Easy, scriptable way to sub-sample unstructured THREDDS data?

Question

I'm trying to get a subset of data from a triangular mesh model that is being served by THREDDS. I'd like to be able to specify a LAT/LON bounding box and just get the data from within that box. The Data URL is:

http://www.smast.umassd.edu:8080/thredds/dodsC/FVCOM/NECOFS/Forecasts/NECOFS_MET_FORECAST.nc

With gridded data it is pretty easy to subset the data from a THREDDS server. Does anyone know what the best way is to get a sub-domain of a triangular mesh that is served by THREDDS?

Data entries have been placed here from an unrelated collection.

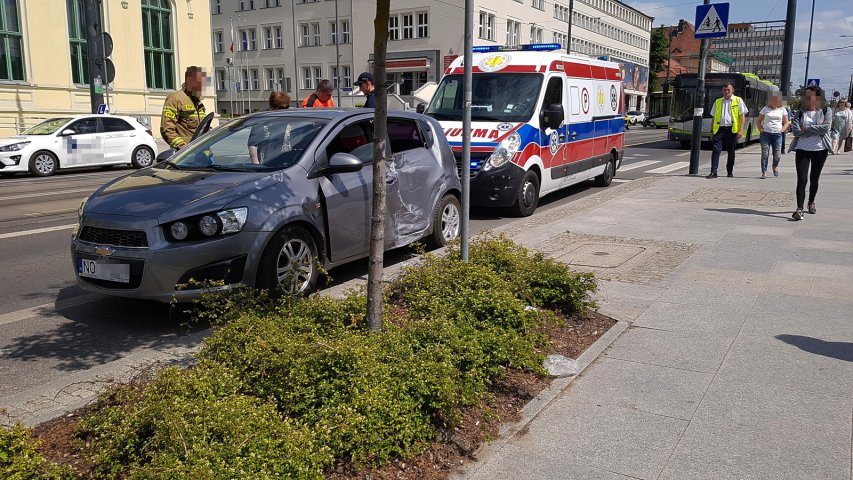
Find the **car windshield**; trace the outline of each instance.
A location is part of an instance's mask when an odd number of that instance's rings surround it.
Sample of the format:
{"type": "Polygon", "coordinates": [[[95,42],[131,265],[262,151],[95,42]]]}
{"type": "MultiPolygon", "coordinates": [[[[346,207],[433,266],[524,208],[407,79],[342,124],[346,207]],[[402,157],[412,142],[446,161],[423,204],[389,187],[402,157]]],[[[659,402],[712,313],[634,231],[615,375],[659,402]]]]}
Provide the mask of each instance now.
{"type": "Polygon", "coordinates": [[[24,130],[22,135],[50,135],[56,133],[63,125],[70,122],[71,118],[51,118],[45,120],[34,127],[24,130]]]}
{"type": "Polygon", "coordinates": [[[325,125],[325,120],[291,116],[237,119],[178,152],[164,168],[246,172],[289,168],[325,125]]]}
{"type": "MultiPolygon", "coordinates": [[[[473,121],[526,122],[533,115],[542,75],[538,73],[477,73],[471,88],[473,121]]],[[[437,120],[462,120],[462,75],[441,80],[426,114],[437,120]]]]}

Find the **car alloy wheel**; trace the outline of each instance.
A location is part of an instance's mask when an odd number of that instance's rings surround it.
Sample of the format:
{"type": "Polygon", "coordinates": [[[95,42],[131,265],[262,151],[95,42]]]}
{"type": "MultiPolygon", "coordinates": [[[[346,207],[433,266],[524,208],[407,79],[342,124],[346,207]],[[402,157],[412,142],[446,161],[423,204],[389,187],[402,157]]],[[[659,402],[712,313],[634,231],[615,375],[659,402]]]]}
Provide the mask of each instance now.
{"type": "Polygon", "coordinates": [[[290,295],[307,292],[315,268],[311,247],[306,242],[299,238],[284,242],[276,261],[276,276],[284,292],[290,295]]]}
{"type": "Polygon", "coordinates": [[[452,242],[459,236],[459,208],[454,202],[448,202],[441,211],[441,236],[445,242],[452,242]]]}

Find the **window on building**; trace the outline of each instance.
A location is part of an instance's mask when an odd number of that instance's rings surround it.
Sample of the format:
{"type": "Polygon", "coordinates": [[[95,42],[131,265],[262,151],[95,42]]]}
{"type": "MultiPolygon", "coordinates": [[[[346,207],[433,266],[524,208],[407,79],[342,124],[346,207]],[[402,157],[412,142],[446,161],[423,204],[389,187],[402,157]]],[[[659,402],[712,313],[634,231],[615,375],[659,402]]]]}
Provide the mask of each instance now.
{"type": "Polygon", "coordinates": [[[352,87],[352,67],[349,65],[341,66],[341,83],[344,88],[352,87]]]}
{"type": "Polygon", "coordinates": [[[341,20],[341,43],[350,43],[349,20],[341,20]]]}
{"type": "Polygon", "coordinates": [[[301,33],[300,47],[311,46],[311,27],[307,23],[299,24],[299,32],[301,33]]]}
{"type": "Polygon", "coordinates": [[[312,23],[311,24],[311,33],[314,37],[314,45],[320,45],[320,24],[312,23]]]}
{"type": "Polygon", "coordinates": [[[142,37],[148,88],[173,90],[175,51],[169,0],[142,0],[142,37]]]}
{"type": "Polygon", "coordinates": [[[400,39],[400,17],[391,15],[388,17],[388,40],[400,39]]]}
{"type": "Polygon", "coordinates": [[[403,39],[415,38],[415,15],[404,13],[400,16],[403,17],[403,39]]]}
{"type": "Polygon", "coordinates": [[[521,22],[515,20],[506,21],[506,44],[517,46],[521,43],[519,32],[521,31],[521,22]]]}
{"type": "Polygon", "coordinates": [[[418,38],[429,37],[429,13],[418,12],[418,38]]]}
{"type": "Polygon", "coordinates": [[[484,40],[495,40],[495,14],[480,12],[480,38],[484,40]]]}

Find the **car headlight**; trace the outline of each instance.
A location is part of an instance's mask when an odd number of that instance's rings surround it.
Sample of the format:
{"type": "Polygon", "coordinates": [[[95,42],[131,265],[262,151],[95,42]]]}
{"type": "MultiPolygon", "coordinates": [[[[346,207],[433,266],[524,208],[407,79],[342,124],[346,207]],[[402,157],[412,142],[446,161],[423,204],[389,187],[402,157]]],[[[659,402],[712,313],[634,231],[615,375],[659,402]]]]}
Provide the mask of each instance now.
{"type": "Polygon", "coordinates": [[[24,147],[29,145],[30,142],[18,142],[13,143],[11,145],[3,145],[0,146],[0,152],[17,152],[18,150],[22,150],[24,147]]]}
{"type": "Polygon", "coordinates": [[[230,235],[243,230],[248,216],[249,209],[246,207],[230,208],[172,222],[166,225],[166,231],[176,241],[230,235]]]}
{"type": "Polygon", "coordinates": [[[521,137],[513,132],[509,134],[501,143],[498,145],[498,148],[492,152],[492,155],[489,156],[489,159],[486,160],[486,164],[483,166],[483,170],[491,170],[492,168],[500,167],[505,163],[512,160],[512,157],[518,152],[518,149],[521,147],[521,137]]]}

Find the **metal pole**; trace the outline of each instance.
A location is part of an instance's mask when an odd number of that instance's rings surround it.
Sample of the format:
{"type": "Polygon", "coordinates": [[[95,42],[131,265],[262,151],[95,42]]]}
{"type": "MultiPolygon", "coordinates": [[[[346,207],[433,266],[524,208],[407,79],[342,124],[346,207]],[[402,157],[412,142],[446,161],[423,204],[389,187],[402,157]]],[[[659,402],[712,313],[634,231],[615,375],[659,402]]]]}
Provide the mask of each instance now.
{"type": "Polygon", "coordinates": [[[86,29],[86,48],[89,55],[89,99],[92,113],[98,113],[98,107],[104,103],[103,81],[104,62],[98,36],[101,33],[101,15],[95,0],[84,0],[83,18],[86,29]]]}
{"type": "MultiPolygon", "coordinates": [[[[341,106],[341,22],[338,21],[338,0],[335,0],[335,83],[338,84],[338,107],[341,106]]],[[[352,68],[352,67],[350,67],[352,68]]],[[[352,74],[352,72],[350,72],[352,74]]]]}
{"type": "Polygon", "coordinates": [[[471,85],[474,61],[474,0],[465,0],[465,53],[462,75],[462,261],[468,261],[468,217],[471,208],[471,85]]]}
{"type": "MultiPolygon", "coordinates": [[[[711,0],[705,0],[705,5],[711,0]]],[[[696,73],[696,100],[693,104],[693,137],[690,145],[690,175],[699,174],[699,155],[702,149],[702,118],[705,114],[705,63],[708,60],[708,42],[702,39],[699,47],[699,71],[696,73]]]]}
{"type": "Polygon", "coordinates": [[[566,39],[566,53],[572,53],[572,23],[575,16],[575,0],[569,0],[569,29],[566,32],[569,36],[566,39]]]}
{"type": "Polygon", "coordinates": [[[809,48],[806,49],[806,77],[803,80],[803,88],[808,87],[809,81],[809,60],[812,58],[812,30],[814,29],[814,4],[815,0],[812,0],[812,20],[809,23],[809,48]]]}
{"type": "Polygon", "coordinates": [[[788,0],[785,17],[785,45],[782,47],[782,95],[791,95],[791,67],[794,64],[794,27],[797,23],[797,0],[788,0]]]}

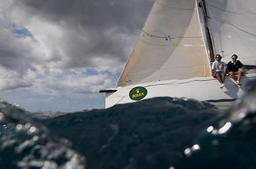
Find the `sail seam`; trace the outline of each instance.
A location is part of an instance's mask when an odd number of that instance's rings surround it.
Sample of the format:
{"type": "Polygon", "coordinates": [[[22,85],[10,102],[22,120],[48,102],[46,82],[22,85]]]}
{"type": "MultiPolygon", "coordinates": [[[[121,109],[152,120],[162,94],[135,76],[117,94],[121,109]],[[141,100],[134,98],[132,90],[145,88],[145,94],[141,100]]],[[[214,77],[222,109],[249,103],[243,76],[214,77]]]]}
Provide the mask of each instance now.
{"type": "Polygon", "coordinates": [[[161,36],[155,36],[155,35],[151,35],[151,34],[148,34],[148,33],[146,32],[145,31],[143,31],[143,30],[142,30],[142,31],[143,32],[144,32],[144,33],[148,35],[150,35],[152,37],[156,37],[156,38],[167,38],[167,39],[175,39],[175,38],[202,38],[203,37],[202,36],[195,36],[195,37],[161,37],[161,36]]]}

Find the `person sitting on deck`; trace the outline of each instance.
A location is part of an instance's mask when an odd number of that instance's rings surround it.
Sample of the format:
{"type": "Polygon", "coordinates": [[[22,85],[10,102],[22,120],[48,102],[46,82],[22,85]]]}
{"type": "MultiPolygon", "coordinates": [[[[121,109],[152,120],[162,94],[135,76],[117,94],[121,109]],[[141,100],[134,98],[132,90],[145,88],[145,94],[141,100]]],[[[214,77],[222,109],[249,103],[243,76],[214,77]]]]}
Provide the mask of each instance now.
{"type": "Polygon", "coordinates": [[[215,59],[216,61],[212,63],[211,66],[211,76],[217,78],[221,83],[220,88],[222,89],[224,87],[224,81],[227,71],[227,65],[225,63],[221,61],[221,56],[220,54],[216,55],[215,59]]]}
{"type": "Polygon", "coordinates": [[[245,68],[242,63],[237,60],[238,57],[237,54],[234,54],[231,58],[232,61],[228,62],[227,64],[227,68],[228,69],[228,74],[236,81],[236,84],[241,85],[240,78],[243,73],[245,73],[245,68]],[[239,68],[242,68],[242,71],[239,70],[239,68]],[[235,75],[237,75],[238,77],[235,75]]]}

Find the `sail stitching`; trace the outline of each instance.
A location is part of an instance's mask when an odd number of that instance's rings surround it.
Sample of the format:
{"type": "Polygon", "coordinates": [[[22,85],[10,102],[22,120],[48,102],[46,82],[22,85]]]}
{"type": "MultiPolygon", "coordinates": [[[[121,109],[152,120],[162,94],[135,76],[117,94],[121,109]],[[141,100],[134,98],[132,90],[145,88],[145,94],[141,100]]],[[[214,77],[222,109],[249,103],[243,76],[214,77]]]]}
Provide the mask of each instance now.
{"type": "Polygon", "coordinates": [[[164,39],[166,39],[166,38],[167,38],[167,39],[175,39],[175,38],[202,38],[202,36],[195,36],[195,37],[169,37],[168,36],[168,37],[161,37],[161,36],[155,36],[155,35],[151,35],[151,34],[148,34],[148,33],[146,32],[145,31],[143,31],[143,30],[141,30],[143,32],[144,32],[144,33],[148,35],[150,35],[152,37],[156,37],[156,38],[164,38],[164,39]]]}

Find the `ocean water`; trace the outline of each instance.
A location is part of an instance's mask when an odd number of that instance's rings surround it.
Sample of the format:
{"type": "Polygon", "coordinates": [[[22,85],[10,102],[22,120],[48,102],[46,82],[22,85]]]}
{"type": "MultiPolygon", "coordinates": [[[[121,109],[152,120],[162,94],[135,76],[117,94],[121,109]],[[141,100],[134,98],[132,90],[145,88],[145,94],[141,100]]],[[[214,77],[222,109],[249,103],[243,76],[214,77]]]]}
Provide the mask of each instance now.
{"type": "Polygon", "coordinates": [[[42,118],[1,100],[0,168],[255,168],[255,84],[225,111],[163,97],[42,118]]]}

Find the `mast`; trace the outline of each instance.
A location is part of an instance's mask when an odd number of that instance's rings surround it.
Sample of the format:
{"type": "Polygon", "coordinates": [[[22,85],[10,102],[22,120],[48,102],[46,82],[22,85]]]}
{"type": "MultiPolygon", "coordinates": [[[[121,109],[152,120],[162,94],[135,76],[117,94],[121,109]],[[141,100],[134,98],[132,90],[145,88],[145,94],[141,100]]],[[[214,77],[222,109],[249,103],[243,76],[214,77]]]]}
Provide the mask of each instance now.
{"type": "Polygon", "coordinates": [[[210,54],[210,62],[212,63],[215,61],[214,47],[212,46],[212,42],[211,40],[211,36],[210,35],[210,31],[208,27],[208,19],[209,18],[208,16],[208,13],[206,9],[206,4],[205,0],[201,0],[199,3],[199,7],[203,8],[203,15],[204,16],[204,25],[205,29],[205,34],[206,36],[208,46],[209,47],[209,52],[210,54]]]}

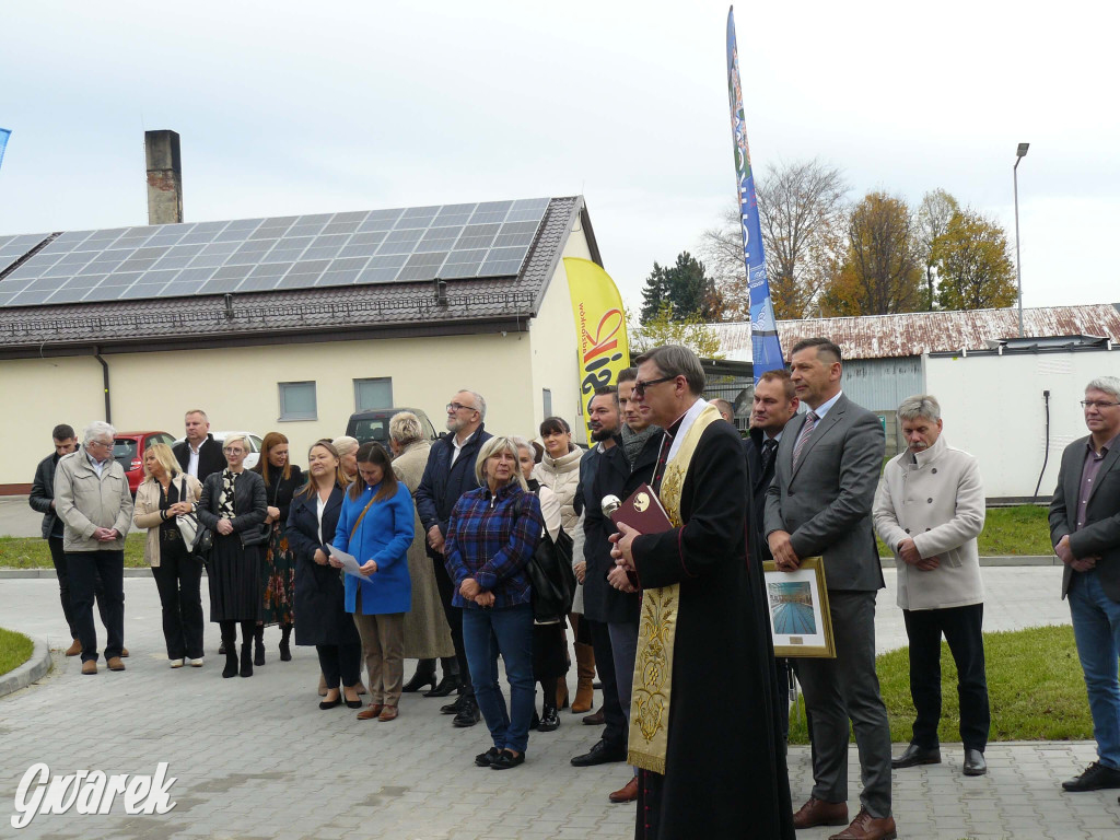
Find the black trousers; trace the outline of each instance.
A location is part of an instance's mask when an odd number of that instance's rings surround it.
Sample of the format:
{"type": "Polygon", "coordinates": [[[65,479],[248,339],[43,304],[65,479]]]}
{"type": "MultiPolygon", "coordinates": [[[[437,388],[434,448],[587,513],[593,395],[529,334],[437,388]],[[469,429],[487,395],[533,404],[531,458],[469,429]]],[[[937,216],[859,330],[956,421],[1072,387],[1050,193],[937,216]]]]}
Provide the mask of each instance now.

For gridded data I use Ferret as my OPeNDAP client and I'm able to script the download process. I'd like to do something similar here although I could use Matlab, Python or other tools.

Thanks,

Steve

Answer 1

Opendap and NetCDF don't allow extraction using an irregular indexing. You can only request a start, stop and stride.

And because this is a triangular grid, there is no guarantee that nodes of the triangles in the same region have similar indices. So if you want to get only those nodes within a bounding box, you would have to request them one-by-one. And that is slow. So in many cases it's faster to determine the minimum and maximum indices and request that whole chunk in one piece, then extract the indices as needed.

Here's a sample comparison of the two approaches in python. In this example, extracting the subset which includes all the indices is about 10 times faster than looping over each index, extracting time series:

import netCDF4
import time
import numpy as np

url='http://www.smast.umassd.edu:8080/thredds/dodsC/FVCOM/NECOFS/Forecasts/NECOFS_GOM3_FORECAST.nc'
nc = netCDF4.Dataset(url)
ncv = nc.variables
lon = ncv['lon'][:]
lat = ncv['lat'][:]
tim = ncv['time'][:]

# find indices inside box
box = [-71.4,41,-70.2,41.5]
ii = (lon>=box[0])&(lon<=box[2])&(lat>=box[1])&(lat<=box[3])
# jj will have just indices from inside the box:
jj = np.where(ii)[0]

If we loop over each index, it's slow:

# loop over indices, extracting time series
time0=time.time()
zi = np.zeros((len(tim),len(jj)))
k=0
for j in jj:
    zi[:,k]=ncv['zeta'][:,j]
    k +=1
print('elapsed time: %d seconds' % (time.time()-time0))

elapsed time: 56 seconds

But if we loop over the range at each time step, it's much faster:

time0=time.time()
zi2 = np.zeros((len(tim),len(jj)))
jmin=jj.min()
jmax=jj.max()

for i in range(len(tim)):
    ztmp = ncv['zeta'][i,jmin:jmax+1]
    zi2[i,:] = ztmp[jj-jmin]
print('elapsed time: %d seconds' % (time.time()-time0))

elapsed time: 6 seconds

Of course, you results may vary depending on the size of the unstructured grid, the proximity of the points in your subset, the number of points you are extracting, etc. But hopefully this gives you an idea of the issues involved.

Answer 2

Rich's answer provides the best way to do this if you have really tight performance constraints. But, as he says, results may vary by mesh and subset region.

If you are only interested in 1 timestep at a time (no pun intended), there is marginal cost and much easier code to just grab the whole spatial domain as-is from the dap server:

time0 = time.time()
zi3 = ncv['zeta'][0, :]
zi3 = zi3[jj]
print('elapsed time: %d seconds' % (time.time() - time0))

elapsed time: 0 seconds

When profiled (even when pre-allocating the arrays), the coarse min/max subset that Rich does is about 2x as fast though, given this mesh and specific spatial subset. The NECOFS mesh is relative small in the world of unstructured meshes. You might run into problems with Atlantic scale ADCIRC meshes for instance.

POSTSCRIPT: You are grabbing the whole grid when you get lat and lon anyway to determine your subsetting indices.